Aun así, ya había un atisbo del alba en el cielo cuando Suzanna echó las maletas (había hecho también la de Jerichau) en la parte de atrás del coche. Él ya no iba a regresar, se dijo a sí misma. Algo lo había detenido, y si no se daba prisa la detendría también a ella.

Se esforzó por reprimir las lágrimas y se marchó en el coche, dejando tras sí otra cuenta de hotel sin pagar.

2

Quizá le hubiera producido a Suzanna cierta satisfacción el ver la cara de Hobart cuando, menos de veinte minutos después de que ella se hubiera marchado, el policía llegó al hotel que el prisionero había citado.

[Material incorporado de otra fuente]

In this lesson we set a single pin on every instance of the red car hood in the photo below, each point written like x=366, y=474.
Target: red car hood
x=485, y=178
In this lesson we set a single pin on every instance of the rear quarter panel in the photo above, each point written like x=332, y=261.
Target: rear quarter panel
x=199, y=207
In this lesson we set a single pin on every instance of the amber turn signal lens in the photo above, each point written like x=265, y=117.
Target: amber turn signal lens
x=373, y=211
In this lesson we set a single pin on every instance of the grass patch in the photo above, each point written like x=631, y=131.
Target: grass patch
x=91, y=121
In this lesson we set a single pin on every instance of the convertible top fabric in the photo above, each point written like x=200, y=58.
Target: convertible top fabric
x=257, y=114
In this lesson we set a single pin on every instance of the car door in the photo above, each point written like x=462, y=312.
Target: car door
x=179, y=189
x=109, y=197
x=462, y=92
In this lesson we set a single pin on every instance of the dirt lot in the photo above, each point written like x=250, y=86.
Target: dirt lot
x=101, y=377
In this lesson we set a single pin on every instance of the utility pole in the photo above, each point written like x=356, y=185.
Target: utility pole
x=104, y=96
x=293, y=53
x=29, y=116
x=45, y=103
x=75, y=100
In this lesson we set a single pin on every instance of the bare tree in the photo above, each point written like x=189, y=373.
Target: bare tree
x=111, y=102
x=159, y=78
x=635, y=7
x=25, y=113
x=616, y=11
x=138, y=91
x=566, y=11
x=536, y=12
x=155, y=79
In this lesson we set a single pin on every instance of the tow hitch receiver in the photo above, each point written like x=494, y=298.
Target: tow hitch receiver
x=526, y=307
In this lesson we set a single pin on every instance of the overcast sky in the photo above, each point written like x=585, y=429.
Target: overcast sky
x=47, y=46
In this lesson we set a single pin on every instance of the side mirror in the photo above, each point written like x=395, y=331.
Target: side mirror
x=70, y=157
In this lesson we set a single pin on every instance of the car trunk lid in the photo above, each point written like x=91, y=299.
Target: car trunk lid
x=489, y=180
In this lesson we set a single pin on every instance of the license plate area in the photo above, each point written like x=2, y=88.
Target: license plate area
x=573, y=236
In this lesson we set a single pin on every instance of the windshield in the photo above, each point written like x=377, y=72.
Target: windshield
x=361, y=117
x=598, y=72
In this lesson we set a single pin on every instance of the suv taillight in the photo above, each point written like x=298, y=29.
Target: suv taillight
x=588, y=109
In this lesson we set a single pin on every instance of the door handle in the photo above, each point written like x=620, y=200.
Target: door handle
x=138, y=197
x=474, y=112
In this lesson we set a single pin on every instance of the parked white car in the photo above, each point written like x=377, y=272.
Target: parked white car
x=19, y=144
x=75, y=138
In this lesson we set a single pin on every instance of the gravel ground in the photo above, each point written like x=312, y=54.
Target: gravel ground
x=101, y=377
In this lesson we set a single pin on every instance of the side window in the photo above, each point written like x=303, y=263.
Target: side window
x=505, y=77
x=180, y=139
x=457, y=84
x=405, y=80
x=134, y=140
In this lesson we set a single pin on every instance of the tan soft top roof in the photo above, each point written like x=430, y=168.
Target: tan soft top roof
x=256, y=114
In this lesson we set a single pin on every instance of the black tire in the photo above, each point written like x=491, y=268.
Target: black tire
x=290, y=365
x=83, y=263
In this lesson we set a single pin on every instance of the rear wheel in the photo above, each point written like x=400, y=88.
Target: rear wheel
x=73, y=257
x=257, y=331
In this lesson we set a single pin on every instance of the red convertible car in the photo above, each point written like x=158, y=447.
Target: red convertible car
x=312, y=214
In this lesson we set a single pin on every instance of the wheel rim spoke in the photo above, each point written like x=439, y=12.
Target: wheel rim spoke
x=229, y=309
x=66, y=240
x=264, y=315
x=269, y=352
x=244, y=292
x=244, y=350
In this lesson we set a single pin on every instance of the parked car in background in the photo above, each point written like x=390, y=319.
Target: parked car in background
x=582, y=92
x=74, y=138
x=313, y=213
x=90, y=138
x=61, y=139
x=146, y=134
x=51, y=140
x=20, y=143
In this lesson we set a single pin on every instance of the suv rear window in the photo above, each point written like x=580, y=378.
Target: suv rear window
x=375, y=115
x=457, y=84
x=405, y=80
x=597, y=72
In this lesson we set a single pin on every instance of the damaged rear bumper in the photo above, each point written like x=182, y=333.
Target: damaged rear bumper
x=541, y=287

Jerichau había dejado caer muchas cosas mientras aquellas bestias se las veían con él; sangre y palabras en igual medida. Pero las palabras resultaban incoherentes; no más que un balbuceo del cual Hobart se esforzó por sacar algún sentido. El prisionero estuvo hablando de la Fuga, naturalmente, entre sollozos y quejidos; y también de Suzanna. «Oh, mi señora —no hacía más que decir—, oh, mi señora.» Y luego vuelta a sollozar, Hobart lo dejó llorar, y sangrar, y llorar un poco más, hasta que aquel hombre estuvo cerca de la muerte. Luego le hizo una sencilla pregunta: «¿Dónde está tu señora?» Y el loco contestó, aunque su mente ya no supiera quién le hacía la pregunta o ni siquiera si la había contestado.

Y allí, en el lugar del que el prisionero había hablado, se encontraba ahora Hobart, de pie. Pero, ¿dónde estaba la mujer de sus sueños? ¿Dónde estaba
Suzanna
? Otra vez había conseguido marcharse; se había ido de allí a la chita callando; el picaporte de la puerta todavía estaba caliente y el umbral aún lloraba por su sombra.

Sin embargo esta vez había estado muy cerca. Casi la había atrapado. ¿Cuánto tiempo tendría que pasar aún antes de poder coger la red, de una vez por todas, el misterio de la muchacha y tener entre los dedos la luz plateada de ella? Horas. Días a lo sumo.